Add support for "Babelfish" to aws_rds_cluster for Aurora PostgreSQL clusters

[gclough]

Community Note

• Please vote on this issue by adding a 👍 reaction to the original issue to help the community and maintainers prioritize this request
• Please do not leave "+1" or other comments that do not add relevant new information or questions, they generate extra noise for issue followers and do not help prioritize the request
• If you are interested in working on this issue or have submitted a pull request, please leave a comment

Description

For Aurora PostgreSQL clusters, there is a new "Babelfish" option to allow them to emulate a SQL Server database. It would be nice if we could deploy them using Terraform aws_rds_cluster, as presently this can only be done via the console:

New or Affected Resource(s)

• aws_rds_cluster

Potential Terraform Configuration

babelfish = true    (default to false)

References

• https://docs.aws.amazon.com/AmazonRDS/latest/AuroraUserGuide/babelfish-create.html

[marco-carvalho]

any news?

[egnwd]

I was recently looking at this, and I'm not sure I found a good approach, but I used the following as a sort of work around. You can go a little further and have a flag var.babelfish to conditionally create the ingress rules and the parameter using a dynamic block, however for the sake of simplicity I've omitted that from the below example. I use this with the "terraform-aws-modules/rds-aurora/aws" module and pass in the vpc_security_group_ids and the db_cluster_parameter_group_name, but I think it should be easy enough to integrate with the vanilla resources.

Might be worth still having some support in the provider, but perhaps this example will help people in the meantime (and please if you have any feedback on simplifying the below, I'd welcome it)

locals {
  babelfish_cidr_ingress_rules = length(var.private_subnets_cidr_blocks) > 0 ? [{
    rule        = "mssql-tcp"
    cidr_blocks = join(",", var.cidr_blocks)
  }] : []

  postgres_cidr_ingress_rules = length(var.private_subnets_cidr_blocks) > 0 ? [{
    rule        = "postgresql-tcp"
    cidr_blocks = join(",", var.cidr_blocks)
  }] : []

  cidr_ingress_rules = concat(local.postgres_cidr_ingress_rules, local.babelfish_cidr_ingress_rules)

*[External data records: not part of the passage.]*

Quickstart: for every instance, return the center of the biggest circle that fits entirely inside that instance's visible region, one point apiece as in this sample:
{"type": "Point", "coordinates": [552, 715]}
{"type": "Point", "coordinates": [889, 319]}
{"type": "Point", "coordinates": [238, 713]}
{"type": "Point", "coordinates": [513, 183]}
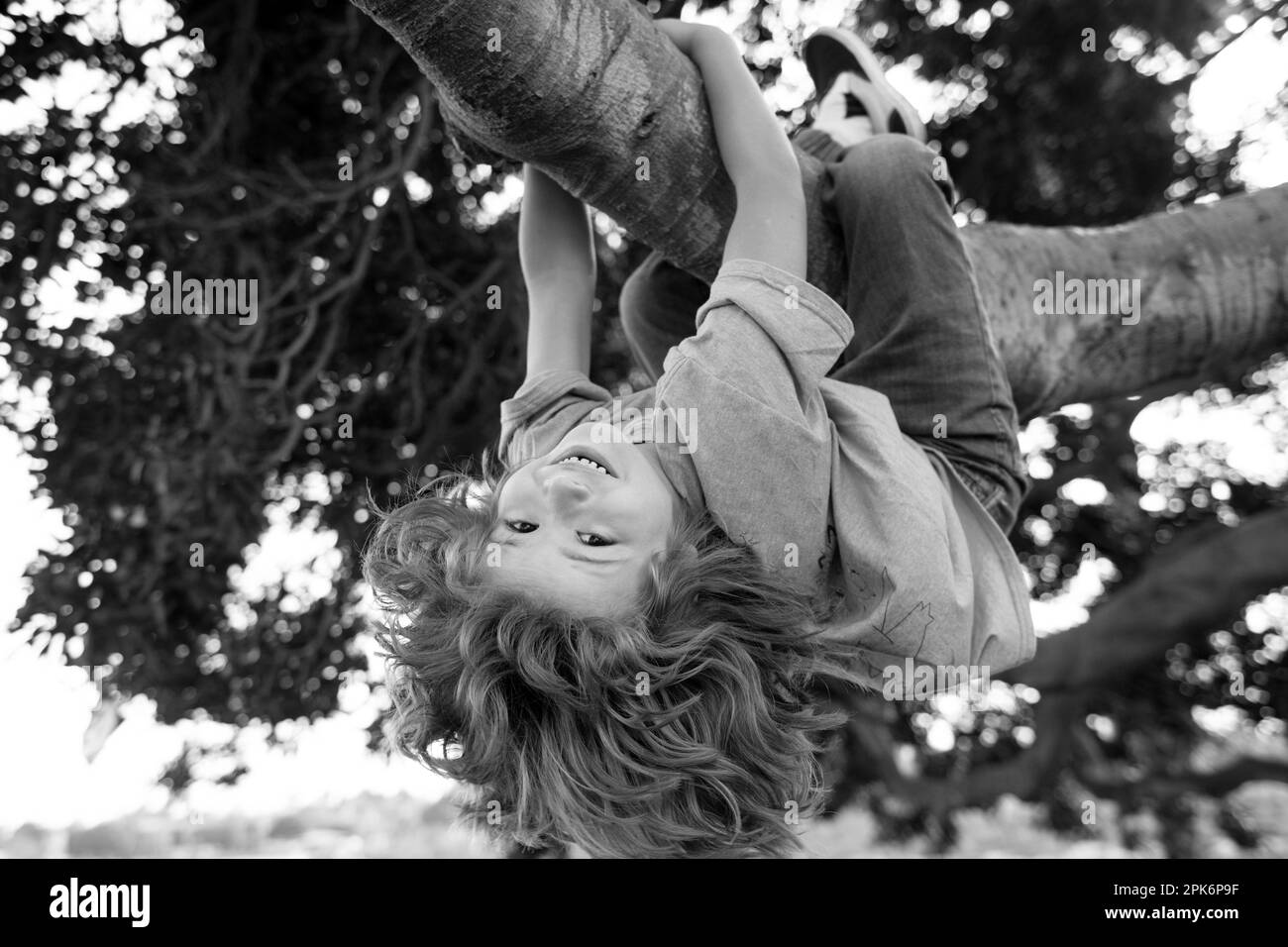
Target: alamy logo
{"type": "Point", "coordinates": [1078, 296]}
{"type": "Point", "coordinates": [660, 425]}
{"type": "Point", "coordinates": [207, 298]}
{"type": "Point", "coordinates": [918, 682]}
{"type": "Point", "coordinates": [102, 900]}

  babelfish_sg_ingress_rules = [for sg in var.allowed_security_groups : {
    rule                     = "mssql-tcp"
    source_security_group_id = sg
  }] 

  postgres_sg_ingress_rules = [for sg in var.allowed_security_groups : {
    rule                     = "postgresql-tcp"
    source_security_group_id = sg
  }]

  sg_ingress_rules = concat(local.postgres_sg_ingress_rules, local.babelfish_sg_ingress_rules)
}

resource "aws_rds_cluster_parameter_group" "postgres14_cluster_parameter_group" {
  name        = "example-aurora-postgres14-cluster-parameter-group"
  family      = "aurora-postgresql14"
  description = "example-aurora-postgres14-cluster-parameter-group"

  parameter {
      name         = "rds.babelfish_status"
      value        = "on"
      apply_method = "pending-reboot"
  }
}

module "allow_db_access" {
  source  = "terraform-aws-modules/security-group/aws"
  version = "~> 4.13.0"

  name                                           = "example-access"
  vpc_id                                         = var.vpc_id
  computed_ingress_with_cidr_blocks              = local.cidr_ingress_rules
  computed_ingress_with_source_security_group_id = local.sg_ingress_rules

  number_of_computed_ingress_with_cidr_blocks              = length(local.cidr_ingress_rules)
  number_of_computed_ingress_with_source_security_group_id = length(local.sg_ingress_rules)
}

[gclough]

From what we've now seen, you just need to set a couple of cluster parameters:

  "rds.babelfish_status"            = ["on", "pending-reboot"]
  "babelfishpg_tds.tds_ssl_encrypt" = ["1", "immediate"]

We can successfully turn this on/off/on by toggling these, so I don't believe this is actually required. I'll leave it open for another week, just in case someone finds a problem with that solution.

[rfink]

From what we've now seen, you just need to set a couple of cluster parameters:

  "rds.babelfish_status"            = ["on", "pending-reboot"]
  "babelfishpg_tds.tds_ssl_encrypt" = ["1", "immediate"]

We can successfully turn this on/off/on by toggling these, so I don't believe this is actually required. I'll leave it open for another week, just in case someone finds a problem with that solution.

This seems to have worked for us.

[github-actions[bot]]

Marking this issue as stale due to inactivity. This helps our maintainers find and focus on the active issues. If this issue receives no comments in the next 30 days it will automatically be closed. Maintainers can also remove the stale label.

If this issue was automatically closed and you feel this issue should be reopened, we encourage creating a new issue linking back to this one for added context. Thank you!